It seems like overkill for most/all things I'd ever want to do. Powershell objects seem very very powerful, but they seemed like too much.

Nushell seems like a nice compromise. Avoids the overkill functionality of Powershell.


Semantically, a one-dimensional list/array of “things” can be trivially transposed into a series of lines with a linebreak separator, but I don’t think the same holds true for a “list of lists” (2-dimensional data) or a “list of lists of lists” (3D data) etc. At least without a standard begin-end list delimiter that allows nesting.

Just thinking about a way that perhaps an old tool can be “wrapped” to be tricked into working with 2+-dimensional data by somehow divvying up the 2+ dimension input data into concurrent 1-dimensional streams, but this seems to require a way to represent more than 1 dimension of data without breaking existing utilities (unless there was, like, a wrapper/unwrapper layer that handled this...)


It’s worth noting that Powershell is available on Linux. Objects are pretty cool. https://docs.microsoft.com/en-us/powershell/scripting/instal...


It works pretty well on the Mac now, too.


"Worse is better" is not some absolute truth or philosophy and *NIX has won: Android, MacOS, WSL.

There's no real alternative for many profesionals, if they want to be employable.

Maybe we should accept this fact and try to make everyone's life easier than be stuck up and push people away.

There's no law that says that Unix tools can't be extended.

And heck, basic POSIX tools violate so many Unix principles...


When perl came along it killed the 'Unix one tool philosophy' dead as a doornail. And since then and people have just kinda ignored the smell coming off the rotting corpse.

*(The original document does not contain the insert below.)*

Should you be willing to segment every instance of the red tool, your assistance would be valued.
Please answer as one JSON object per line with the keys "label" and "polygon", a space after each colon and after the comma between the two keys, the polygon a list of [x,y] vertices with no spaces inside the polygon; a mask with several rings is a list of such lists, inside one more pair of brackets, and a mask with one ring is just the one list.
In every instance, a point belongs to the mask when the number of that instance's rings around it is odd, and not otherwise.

I don't write complex scripts in shell anymore because it's insanity. But ad-hoc loops and crap like that... hell yeah. At least a few a day. Sometimes dozens.

People need to be reminded, I think, that shell isn't a programming language first. It's a user interface. And when I look at Powershell scripts and other things of that nature and think about living in Powershell day in and day out I don't see the big pay-off over something like fish.

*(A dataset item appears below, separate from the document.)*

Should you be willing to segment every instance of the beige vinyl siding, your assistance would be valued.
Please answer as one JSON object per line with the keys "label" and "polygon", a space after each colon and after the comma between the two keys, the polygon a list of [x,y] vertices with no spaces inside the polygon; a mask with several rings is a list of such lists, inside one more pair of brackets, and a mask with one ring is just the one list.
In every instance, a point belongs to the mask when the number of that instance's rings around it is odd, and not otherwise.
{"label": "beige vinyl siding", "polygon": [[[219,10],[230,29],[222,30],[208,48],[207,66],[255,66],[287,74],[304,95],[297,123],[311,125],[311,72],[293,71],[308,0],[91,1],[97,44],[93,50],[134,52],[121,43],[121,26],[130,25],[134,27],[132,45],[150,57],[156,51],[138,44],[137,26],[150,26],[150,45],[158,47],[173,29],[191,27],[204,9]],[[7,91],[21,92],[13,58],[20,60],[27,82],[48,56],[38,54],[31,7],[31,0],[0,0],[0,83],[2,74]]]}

'Is this going to make it so I can get my work done faster?'

'Is this going to be more pleasant to use as a primary interface for a OS?'

When I go into fish or zsh and use curl to grab json and 'jq' to get a idea of how to use the API in python or node...

versus running 'curl' in powershell against some random API I have never used before..

I get the distinct impression that 'This is fucking garbage' in that It would take me a lot longer to figure out how to use powershell in a useful way then the time I would save by doing so in the long run.


The irony is that the very attempt to be one tool for everything caused Perl's own destruction. Perl 5 is still used by some veterans for small scripts but who wants to use Perl 6?

Unix follows the KISS principle, and that is key for success. Albert Einstein said: "Keep things as simple as possible but not too simple". In that sense Unix and Posix are well done. However, that doesn't mean that good ideas like Nushell are not welcome.


I think the failure of Perl 6 was caused by a lack of community building and implementation leadership, not by trying to be too many things at once.


Yeah, I tried using Powershell as my shell and that's when I found out Powershell is more about the scripting language than an optimized shell used for everyday use. I was confronted with this almost immediately because one of the things I rely on most in Bash is 'dirs -v', pushd and popd. I have dirs aliased to dirs -v and I usually have 15-20 paths on my stack. I'll leave implementing the same functionality in Powershell as a user exercise.


Im confused... Why doesn't Push-Location (aliased to pushd by default), Pop-Location (aliased to popd by default), and Get-Location -Stack (trivially aliasable to dirs) not work? You can even have multiple location stacks and, if you care about the registry, you can also use the same commands to handle registry navigation as well.


‘dirs -v’ shows an enumerated list of directories. If I follow that up with pushd +11 I will be taken to the 11th path listed in the prior dirs command. As far as I know this isn’t implemented out of the box in PS


An addition to `{Push,Pop}-Location` - `Get-Location -Stack` will show the current directory stack. I don't know offhand of a way to get the equivalent of `pushd +11` though.


Not out of the box but I wrote a module[0] that gives you `cd+ 11` (and `dirs -v`).

[0] https://github.com/nickcox/cd-extras#navigate-even-faster


What about JSON vs protobufs? Is there a schemaless system that you use?


If GNU decided tomorrow that all utilities need to have a --json output argument then that would make me a very happy person.


Better than nothing, but the problem with that is that you can't construct a deep, lazily evaluated pipeline. JSON can't be outputted until all the data is collected.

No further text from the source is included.